The Civil Air Patrol is a volunteer civilian auxiliary of the Air Force, and is tasked with search and rescue operations, aerospace education for youth, and cadet programs for teenagers.
The glider, instructional materials and software to simulate flying are part of a curriculum package provided by the Civil Aviation Patrol that the middle school purchased with a $720 grant from the Oceanside Chamber of Commerce.
The package includes other educational elements as well, including lessons on rocketry and robotics, for instance. On the drawing board are plans to build and fire off rockets, perhaps from a field behind the middle school.
While the glider program for his special needs students began just a few months ago, Nicholson plans to roll out a larger aerospace education program that would include all 650 students in Jefferson’s 6-8 grades.

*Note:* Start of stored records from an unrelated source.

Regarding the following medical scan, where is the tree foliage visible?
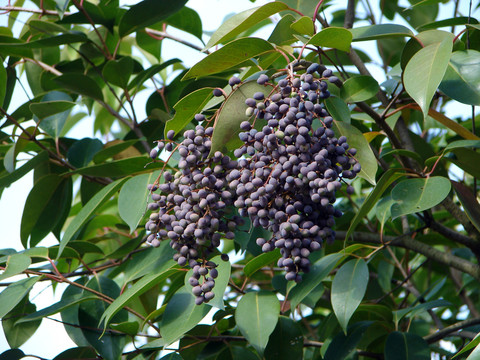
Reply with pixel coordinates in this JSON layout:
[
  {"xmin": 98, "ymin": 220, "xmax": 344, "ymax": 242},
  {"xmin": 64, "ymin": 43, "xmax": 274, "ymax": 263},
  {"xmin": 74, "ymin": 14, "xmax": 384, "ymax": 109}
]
[{"xmin": 1, "ymin": 0, "xmax": 480, "ymax": 359}]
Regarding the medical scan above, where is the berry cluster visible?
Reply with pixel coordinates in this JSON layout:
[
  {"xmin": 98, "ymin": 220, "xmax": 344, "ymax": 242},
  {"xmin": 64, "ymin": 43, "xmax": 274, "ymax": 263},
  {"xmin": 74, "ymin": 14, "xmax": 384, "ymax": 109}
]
[
  {"xmin": 232, "ymin": 64, "xmax": 360, "ymax": 282},
  {"xmin": 146, "ymin": 125, "xmax": 241, "ymax": 304}
]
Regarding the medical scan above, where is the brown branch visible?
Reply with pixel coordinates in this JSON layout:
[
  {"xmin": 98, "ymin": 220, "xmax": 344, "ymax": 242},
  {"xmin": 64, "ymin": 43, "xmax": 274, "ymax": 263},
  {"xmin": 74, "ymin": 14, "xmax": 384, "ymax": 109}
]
[
  {"xmin": 425, "ymin": 317, "xmax": 480, "ymax": 343},
  {"xmin": 0, "ymin": 6, "xmax": 71, "ymax": 16},
  {"xmin": 145, "ymin": 28, "xmax": 206, "ymax": 53}
]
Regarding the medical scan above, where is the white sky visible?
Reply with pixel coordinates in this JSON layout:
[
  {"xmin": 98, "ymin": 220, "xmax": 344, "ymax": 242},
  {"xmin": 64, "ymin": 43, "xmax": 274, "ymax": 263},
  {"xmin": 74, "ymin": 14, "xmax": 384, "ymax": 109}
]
[{"xmin": 0, "ymin": 0, "xmax": 477, "ymax": 356}]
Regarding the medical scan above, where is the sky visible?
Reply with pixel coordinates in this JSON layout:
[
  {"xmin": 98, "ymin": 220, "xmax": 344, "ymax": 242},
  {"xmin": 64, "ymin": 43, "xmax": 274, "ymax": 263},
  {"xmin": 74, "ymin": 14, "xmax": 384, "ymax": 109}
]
[{"xmin": 0, "ymin": 0, "xmax": 478, "ymax": 356}]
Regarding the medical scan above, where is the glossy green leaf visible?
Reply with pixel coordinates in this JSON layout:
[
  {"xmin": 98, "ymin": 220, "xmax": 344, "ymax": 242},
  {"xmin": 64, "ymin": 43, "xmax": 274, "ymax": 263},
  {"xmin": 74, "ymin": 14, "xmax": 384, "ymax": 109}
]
[
  {"xmin": 59, "ymin": 178, "xmax": 128, "ymax": 259},
  {"xmin": 351, "ymin": 24, "xmax": 414, "ymax": 41},
  {"xmin": 209, "ymin": 80, "xmax": 274, "ymax": 156},
  {"xmin": 67, "ymin": 138, "xmax": 103, "ymax": 168},
  {"xmin": 119, "ymin": 0, "xmax": 188, "ymax": 37},
  {"xmin": 118, "ymin": 171, "xmax": 161, "ymax": 233},
  {"xmin": 391, "ymin": 176, "xmax": 451, "ymax": 219},
  {"xmin": 79, "ymin": 277, "xmax": 126, "ymax": 360},
  {"xmin": 235, "ymin": 290, "xmax": 280, "ymax": 356},
  {"xmin": 0, "ymin": 276, "xmax": 40, "ymax": 318},
  {"xmin": 404, "ymin": 38, "xmax": 453, "ymax": 118},
  {"xmin": 110, "ymin": 321, "xmax": 139, "ymax": 337},
  {"xmin": 439, "ymin": 50, "xmax": 480, "ymax": 106},
  {"xmin": 2, "ymin": 296, "xmax": 41, "ymax": 348},
  {"xmin": 164, "ymin": 6, "xmax": 203, "ymax": 40},
  {"xmin": 308, "ymin": 27, "xmax": 353, "ymax": 52},
  {"xmin": 325, "ymin": 96, "xmax": 350, "ymax": 123},
  {"xmin": 103, "ymin": 57, "xmax": 133, "ymax": 89},
  {"xmin": 346, "ymin": 169, "xmax": 405, "ymax": 239},
  {"xmin": 160, "ymin": 286, "xmax": 210, "ymax": 346},
  {"xmin": 340, "ymin": 75, "xmax": 380, "ymax": 103},
  {"xmin": 205, "ymin": 2, "xmax": 289, "ymax": 49},
  {"xmin": 164, "ymin": 88, "xmax": 213, "ymax": 138},
  {"xmin": 244, "ymin": 249, "xmax": 281, "ymax": 277},
  {"xmin": 264, "ymin": 316, "xmax": 303, "ymax": 360},
  {"xmin": 183, "ymin": 38, "xmax": 274, "ymax": 80},
  {"xmin": 452, "ymin": 181, "xmax": 480, "ymax": 234},
  {"xmin": 101, "ymin": 268, "xmax": 178, "ymax": 329},
  {"xmin": 20, "ymin": 174, "xmax": 63, "ymax": 247},
  {"xmin": 54, "ymin": 74, "xmax": 104, "ymax": 101},
  {"xmin": 0, "ymin": 254, "xmax": 31, "ymax": 281},
  {"xmin": 331, "ymin": 259, "xmax": 369, "ymax": 333},
  {"xmin": 290, "ymin": 16, "xmax": 314, "ymax": 37},
  {"xmin": 185, "ymin": 255, "xmax": 231, "ymax": 310},
  {"xmin": 333, "ymin": 121, "xmax": 378, "ymax": 185},
  {"xmin": 288, "ymin": 253, "xmax": 343, "ymax": 310},
  {"xmin": 17, "ymin": 294, "xmax": 97, "ymax": 323},
  {"xmin": 384, "ymin": 332, "xmax": 430, "ymax": 360}
]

Aviation is more than a pastime for Nicholson, who said he has been flying single-engine planes for nearly 30 years and expects to earn his wings to become a flight instructor in a few months.
Jefferson Principal Marie Higareda de Ochoa said the aerospace education program addresses “common core standards” by connecting concepts taught in her school’s math department with flying the glider.
“The proverbial question asked by eighth graders is, ‘Why do I have to learn algebra if it’s never used?’ Well, they learn it and have a culminating activity with the model airplane.’”
At the moment, the program has been structured around only Nicholson’s 19 special needs students.
Every Monday, before 8 a.m., seventh graders like James Smith and Alvaro Sabino look forward to the lessons.
First, they huddle around a computer to test fly a simulated glider plane. It’s all guided with software and a joy stick, just like a video game. The joy stick moves the rudder and ailerons to give the glider movement to the left or right, or a rise or fall in elevation.